In "Women Without Hats", Miriam Mandel Levi shares her head-covering journey, which takes her from feminist opposition to head-covering to troubled acceptance to decision not to think too hard to rejection- albeit, rejection that maintains a consistent covering practice...
The piece read as a story of one person's struggle with Torah and with observance, using the question of head and/or hair covering as a lens into the struggle. The controversial kuntz was that, after 25 years of head-covering (with hats), she changed her practice to a much more liberal version- small scarves, rather than hats that covered most of her hair. But really, it's the story of a life of religious faith in the modern world- the struggle to combine and coordinate between faith, feminism, family, friends...
To be frank, I think that the author could probably re-view her practice in different lights, and find more peace with either her old practice or her new one, and in the end find more comfort in her practice, and in its feminist acceptability, than she currently seems to. But I'm not actually sure that that's what she wants. She writes that she encountered a text that talks about devotional head-covering: "I had a short reprieve when I came across a quotation in the Talmud by Rabbi Huna Ben Joshua, a third-century sage, who said that he never walked four cubits with his head uncovered, “because the Presence is always over my head.” His proclamation is one of the sources for the custom of men wearing kippot. Rabbi Huna’s words resonated with me. Perhaps if I thought of my hats as a reminder of this divine presence, I would better tolerate, even appreciate them. Hair covering would have a meaning and purpose I could embrace wholeheartedly. Unfortunately, Rabbi Huna’s inspiration was short-lived. Within a matter of weeks, my hats did not remind me of the Presence any more than my socks did."
Somehow, the fact that this inspiration didn't last, as most inspirations of this sort don't, was enough to put her off... But I doub that anyone who wears kippah regularly is thinking about it inspirationally on a regular basis either, after a while. It certainly wore off, except for random moments, for me. But when you're struggling, a normal state of affairs isn't always enough.

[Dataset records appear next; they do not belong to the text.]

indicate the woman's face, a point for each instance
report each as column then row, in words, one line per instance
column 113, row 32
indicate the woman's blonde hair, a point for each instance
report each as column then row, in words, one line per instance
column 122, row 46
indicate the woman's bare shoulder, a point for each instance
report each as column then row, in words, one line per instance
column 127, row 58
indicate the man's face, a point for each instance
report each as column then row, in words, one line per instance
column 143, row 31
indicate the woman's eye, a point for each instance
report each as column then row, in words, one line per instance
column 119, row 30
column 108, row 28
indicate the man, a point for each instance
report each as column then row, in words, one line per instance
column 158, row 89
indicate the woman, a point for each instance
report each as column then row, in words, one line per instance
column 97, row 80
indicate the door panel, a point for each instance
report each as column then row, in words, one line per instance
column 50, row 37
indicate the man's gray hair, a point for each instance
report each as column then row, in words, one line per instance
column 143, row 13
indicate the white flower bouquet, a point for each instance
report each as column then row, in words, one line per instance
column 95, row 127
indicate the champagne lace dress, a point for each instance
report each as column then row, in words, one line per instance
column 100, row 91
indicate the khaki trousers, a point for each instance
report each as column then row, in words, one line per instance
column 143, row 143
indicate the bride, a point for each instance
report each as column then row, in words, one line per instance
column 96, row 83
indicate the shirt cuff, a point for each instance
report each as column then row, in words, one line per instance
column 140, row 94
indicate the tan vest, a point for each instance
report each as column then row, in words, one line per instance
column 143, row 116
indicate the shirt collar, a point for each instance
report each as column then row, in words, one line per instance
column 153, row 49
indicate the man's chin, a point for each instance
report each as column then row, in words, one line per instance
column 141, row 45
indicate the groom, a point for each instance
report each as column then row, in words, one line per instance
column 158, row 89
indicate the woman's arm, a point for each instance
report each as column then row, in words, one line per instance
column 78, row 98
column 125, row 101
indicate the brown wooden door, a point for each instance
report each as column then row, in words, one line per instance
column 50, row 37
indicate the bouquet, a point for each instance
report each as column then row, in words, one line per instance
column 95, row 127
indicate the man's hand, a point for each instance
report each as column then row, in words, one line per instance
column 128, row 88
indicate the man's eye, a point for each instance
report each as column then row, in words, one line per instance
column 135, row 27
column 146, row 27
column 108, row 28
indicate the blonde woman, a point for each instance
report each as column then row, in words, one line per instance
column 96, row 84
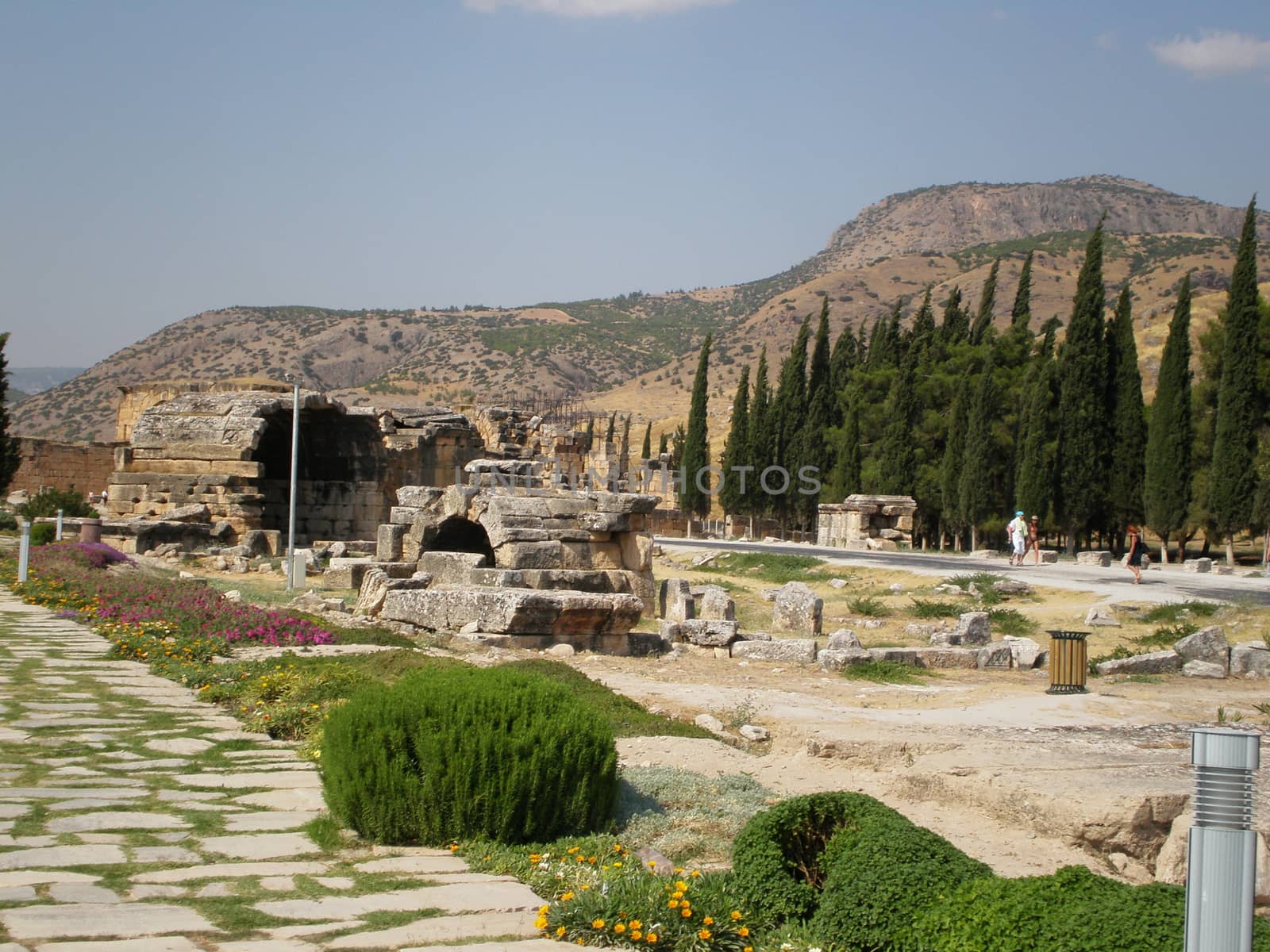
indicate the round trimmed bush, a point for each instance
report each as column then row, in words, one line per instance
column 883, row 875
column 463, row 752
column 1073, row 911
column 780, row 858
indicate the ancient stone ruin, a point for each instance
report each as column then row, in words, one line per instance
column 867, row 522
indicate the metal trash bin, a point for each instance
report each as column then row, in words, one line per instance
column 1068, row 662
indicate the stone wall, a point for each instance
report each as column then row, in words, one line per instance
column 544, row 539
column 232, row 454
column 84, row 467
column 867, row 522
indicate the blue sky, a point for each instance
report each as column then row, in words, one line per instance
column 160, row 159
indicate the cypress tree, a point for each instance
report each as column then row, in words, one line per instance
column 696, row 442
column 1020, row 315
column 821, row 400
column 1128, row 419
column 1168, row 486
column 1233, row 479
column 897, row 456
column 1034, row 476
column 956, row 325
column 1083, row 400
column 952, row 463
column 789, row 412
column 975, row 492
column 987, row 302
column 10, row 457
column 759, row 440
column 736, row 454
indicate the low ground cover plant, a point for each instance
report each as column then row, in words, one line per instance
column 463, row 752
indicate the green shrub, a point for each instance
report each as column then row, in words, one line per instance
column 42, row 533
column 883, row 876
column 779, row 858
column 469, row 752
column 1073, row 911
column 48, row 501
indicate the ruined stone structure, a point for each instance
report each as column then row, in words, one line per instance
column 84, row 467
column 537, row 539
column 867, row 522
column 232, row 454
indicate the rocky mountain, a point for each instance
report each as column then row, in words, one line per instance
column 637, row 352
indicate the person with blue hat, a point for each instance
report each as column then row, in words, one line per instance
column 1018, row 530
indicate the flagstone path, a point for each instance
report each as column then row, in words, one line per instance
column 135, row 818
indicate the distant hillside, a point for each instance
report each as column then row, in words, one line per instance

Nevertheless, there's something that feels a little bit "white" about the feminism that the author is influenced by, although I don't seem to be able to flesh out why, yet. Something about the long Jewish history of head-covering, and that simplifying it into a modesty thing feels reductionist to me. But maybe that's just because I like the practice, and it feels no less feminist than a wedding ring, to me.
It sounds rather more controversial than it probably is, given the wide variety of ways that this mitzvah is practiced, to be honest. A practice that she describes as "I know the scarves don’t adhere to even the most minimal legal standard of hair covering. They aren’t particularly modest and don’t necessarily identify me as married or religious. " is in fact the marital head-covering practice of several women I know- although it is also the devotional head-covering practice of some women I know also...
Yes, it doesn't mark the community that she spends her life in, quite- but it's still likely that an informed viewer will see it and know that that scarf, small as it is in relation to the hats she's used to, is still likely sending signals of "observant" and "married", if in a somewhat different mode of "observant" than she's used to. I offer, in support, the fact that when I was single and covered in that style, I definitely got some comments of "how is anyone going to know that you're single if you wear that".